The hook on which this sorry dishrag of a story hangs is the claim that the "super virus" (sigh...) is being traded on the black market and "could be used by terrorists". That would be the bad guys as opposed to the saintly individuals who originally put it together, very possibly to attack nuclear facilities, I suppose.

So which market is the black market? Probably Billingsgate, since this story seems to have attracted more than its fair share of red herrings and fisherman's tales. I don't imagine that Stuxnet samples have much market value, though. There are an awful lot of them around these days. Or are we talking about (tartare) source code? Well, if someone is really hawking the original code, that's very interesting, and it would be nice to know if it tells us any more about its origins (interesting and unsensational article on that by the BBC here, by the way). But given the amount of detailed analysis that's already available (and I mean substantial blocks  of reverse-engineered code, not high-level analysis and code snippets and descriptions), I'm not sure that anyone with malicious intent and a smidgen of technical skill would need the original code.

But let's get on to the interesting Chicken Licken stuff about the Sky falling, appropriate dismissed by Steward Meagher at  thinq.co.uk as "a load of old cock." (Nice bit of debunking...)

Let's say for the sake of argument that equipment used for uranium enrichment in Iranian nuclear facilities was the target: there's certainly substantial supporting (if unconclusive) evidence of that. One Will Gilpin, apparently an IT security consultant to the UK government, is quoted as suggesting that possession of "the virus" in whatever form has alarming potential:

"You could shut down the police 999 system."

Really? The emergency services switchboard (999 is the UK equivalent of 911) is pump-driven? Sportswear sponsorship is everywhere nowadays.

"You could shut down hospital systems and equipment."

At a (biiiiiiiig) stretch, perhaps. Some systems, maybe. In the unlikely event that they use equipment supplied from Tehran or Finland in certain therapeutic contexts.

"You could shut down power stations, you could shut down the transport network across the United Kingdom."

Ah yes, I saw that movie. Michael Caine robbing a bank in Turin by screwing with the traffic lights. They use high-speed frequency converter drives for traffic control too, do they? Well, I never....

I'm not sure what sort of consultancy Will Gilpin provides to the government.

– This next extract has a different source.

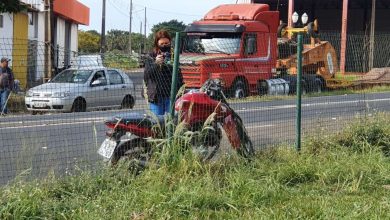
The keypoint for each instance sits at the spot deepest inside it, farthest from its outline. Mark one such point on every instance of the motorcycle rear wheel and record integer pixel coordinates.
(246, 149)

If he was quoted correctly, I'd guess it's probably something to do with justifying draconian anti-terrorist measures. If HMG is expecting quality intelligence on malware, it might want to ask for its money back.

I have a theory. (No, not the flippant suggestion of a few days back regarding the involvement of Finnish eco-terrorists.)

One webDEViL (need to get that shiftlock key fixed, buddy...) has published Proof of Concept code to make use of the (as yet unpatched) Task Scheduler vulnerability, and while plenty of other relevant code and reverse-engineering analysis has already been published in various dark corners, this one caught the attention of the media.

(My colleague Josep Albors also reported it a few days ago. Sorry, it's in Spanish, and I haven't had time to do a translated blog.)

I wonder if the Sky News story is based on a garbled, superhyped interpretation of that story, with a leavening of "we know something you don't know" from various mouthpieces eager to prove that government agencies are ahead of the curve?

As I was writing this, I came across a nice bit of myth-busting from Paul Ducklin, who evidently finds this hypefest as irritating as I do.

[Update: hat tip to Rob Rosenberger for drawing my attention to another sane-and-sensible blog on the same topic from Roger Thompson.]